China trade, Greek turmoil weigh down world stocks

HONG KONG - Global stock markets were weighed down Monday by weak Chinese trade data and the new Greek prime minister's vow to renegotiate an international bailout that imposed harsh austerity.

European shares were lower in early trading. France's CAC-40 lost 1.3 percent to 4,631.57 and Germany's DAX fell 1.6 percent to 10,670.11. Britain's FTSE 100 was down 0.7 percent to 6,803.43. U.S. stocks were poised to open lower, with Dow futures and broader S&P 500 futures down 0.6 percent.

Investors were reacting to Chinese trade data released Sunday that showed imports fell nearly 20 percent over a year earlier in January. Chinese economic data is usually volatile at the beginning of the year because of Lunar New Year holidays, which falls in January or February each year. But the particularly sharp fall added to worries that the world's second biggest economy is still weakening after growth in 2014 hit a 24-year low. Exports were also weak, dropping 3.2 percent from a year earlier. The data sent most global indexes lower except in China itself, where investors gambled that more stimulus was in store.

The China "data point to a challenging environment for export growth in 2015, and increased our conviction that both monetary and fiscal policies must ease more aggressively to support growth in the coming months," HSBC economists Julia Wang and Jing Li wrote in a research report.

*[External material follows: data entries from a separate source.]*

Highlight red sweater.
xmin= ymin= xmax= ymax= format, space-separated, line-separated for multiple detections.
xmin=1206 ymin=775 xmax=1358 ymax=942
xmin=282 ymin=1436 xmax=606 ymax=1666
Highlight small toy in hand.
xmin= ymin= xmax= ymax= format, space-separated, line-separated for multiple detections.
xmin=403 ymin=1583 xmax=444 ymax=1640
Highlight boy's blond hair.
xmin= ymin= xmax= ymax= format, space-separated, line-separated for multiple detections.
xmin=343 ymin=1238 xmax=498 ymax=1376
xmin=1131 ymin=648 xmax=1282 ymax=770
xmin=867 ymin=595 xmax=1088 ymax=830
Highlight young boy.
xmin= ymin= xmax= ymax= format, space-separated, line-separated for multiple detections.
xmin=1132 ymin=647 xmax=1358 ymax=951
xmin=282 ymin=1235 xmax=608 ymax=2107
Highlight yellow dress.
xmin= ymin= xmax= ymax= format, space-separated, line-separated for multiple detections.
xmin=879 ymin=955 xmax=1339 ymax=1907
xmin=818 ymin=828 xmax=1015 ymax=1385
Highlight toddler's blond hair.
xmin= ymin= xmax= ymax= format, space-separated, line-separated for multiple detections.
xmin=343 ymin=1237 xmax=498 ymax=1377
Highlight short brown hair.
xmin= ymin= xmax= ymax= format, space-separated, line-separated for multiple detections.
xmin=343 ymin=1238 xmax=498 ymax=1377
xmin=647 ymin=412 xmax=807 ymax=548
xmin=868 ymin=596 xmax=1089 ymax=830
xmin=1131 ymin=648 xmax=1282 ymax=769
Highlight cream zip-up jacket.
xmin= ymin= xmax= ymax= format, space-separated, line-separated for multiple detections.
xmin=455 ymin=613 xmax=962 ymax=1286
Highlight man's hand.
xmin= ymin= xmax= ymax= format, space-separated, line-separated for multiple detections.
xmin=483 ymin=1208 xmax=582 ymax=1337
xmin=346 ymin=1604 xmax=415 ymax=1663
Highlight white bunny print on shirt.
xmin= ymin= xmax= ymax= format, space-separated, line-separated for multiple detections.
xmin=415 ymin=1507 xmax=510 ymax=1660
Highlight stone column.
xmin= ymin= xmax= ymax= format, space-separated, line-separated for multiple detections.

European markets were gloomy were after the new prime minister of Greece outlined his government's policy statement to lawmakers on Sunday, declaring an end to austerity. Alexis Tsipras's demands for a "bridge agreement" giving Greece and its creditors time to negotiate a new debt deal raised fears that it would lead to the Mediterranean country leaving the euro.

Hong Kong's Hang Seng fell 0.6 percent to close at 24,521.00 and South Korea's Kospi slipped 0.4 percent to 1,947.00. Australia's S&P/ASX 200 lost 0.1 percent to 5,814.90. Benchmarks in Taiwan, Singapore and New Zealand also closed lower. However, the Shanghai Composite Index in mainland China rose 0.6 percent to 3,095.12 on stimulus bets. Japan's Nikkei 225 added 0.4 percent to 17,711.93.

Benchmark U.S. crude was up 24 cents to $51.93 a barrel in electronic trading on the New York Mercantile Exchange. The contract rose $1.21 to close at $51.69 a barrel on Friday. Brent crude, a benchmark for oil sold internationally, lost 28 cents to $57.52.

The dollar slipped to 118.63 yen from 119.14 yen in late trading Friday. The euro rose to $1.3344 from $1.1315.